It’s been buzzing around in my head for a few days now this word: ‘passionate’. There’s an awful lot of passion about these days and I think it came into focus for me during a discussion with my son about his future plans. He pointed out to me that if you want a job these days you have to be ‘passionate’ about the industry, service or organisation you are trying to be a part of.  Aged 19 and not really sure of what he wants to do with his life this has left him feeling somewhat disadvantaged. Applying for temporary work at various stores before Christmas he filled in numerous online applications for shop work, sorry I mean retail and was asked to illustrate his ‘passion’ for food, clothes, hiking equipment, books, DIY – you get the picture. OK. He likes eating and has been known to make the odd meal. He wears clothes and likes them to be of a good quality and reasonably fashionable. He enjoys a good walk and owns some boots and waterproof and he enjoys looking through books for information.  He can be quite interested when repairs are being carried out around the house.  But ‘passionate’? – I think not.

I am one of those fortunate people who have always enjoyed work. The various jobs I have had over the years have always been interesting, fulfilling and pleasurable – most of the time. I started my time working to stop people getting killed or injured on the roads, I had a time promoting green transport ideas and policies, I provided information to help people make the best of the NHS or to explain how things were changing  or being put right and I got to promote Lincolnshire as a place to live, work invest in and visit. But was I ‘passionate’ about all these? Interested in – yes, enthused by – yes, challenged by – yes, frustrated by – yes, sincere in my beliefs – yes…..passionate – definitely not! So does that mean if was to apply for these jobs again I would be excluded? Or would I simply sell out and litter my application with overblown expressions of desire?
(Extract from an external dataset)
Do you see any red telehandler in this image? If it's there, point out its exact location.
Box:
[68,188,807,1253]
So, lovely people – I am not passionate about my teaching, I am not even passionate about my dog Ralph. I thoroughly enjoy working as a lecturer at the University – it gives me pleasure to help young people develop and grow. I get enormous amounts of pleasure from walking my dog and being on the receiving end of his wagging tail and boundless energy. I like to see a job well done but I think I will reserve my passion for my human family – desire for my husband, intense emotion for my son and a short fuse for both!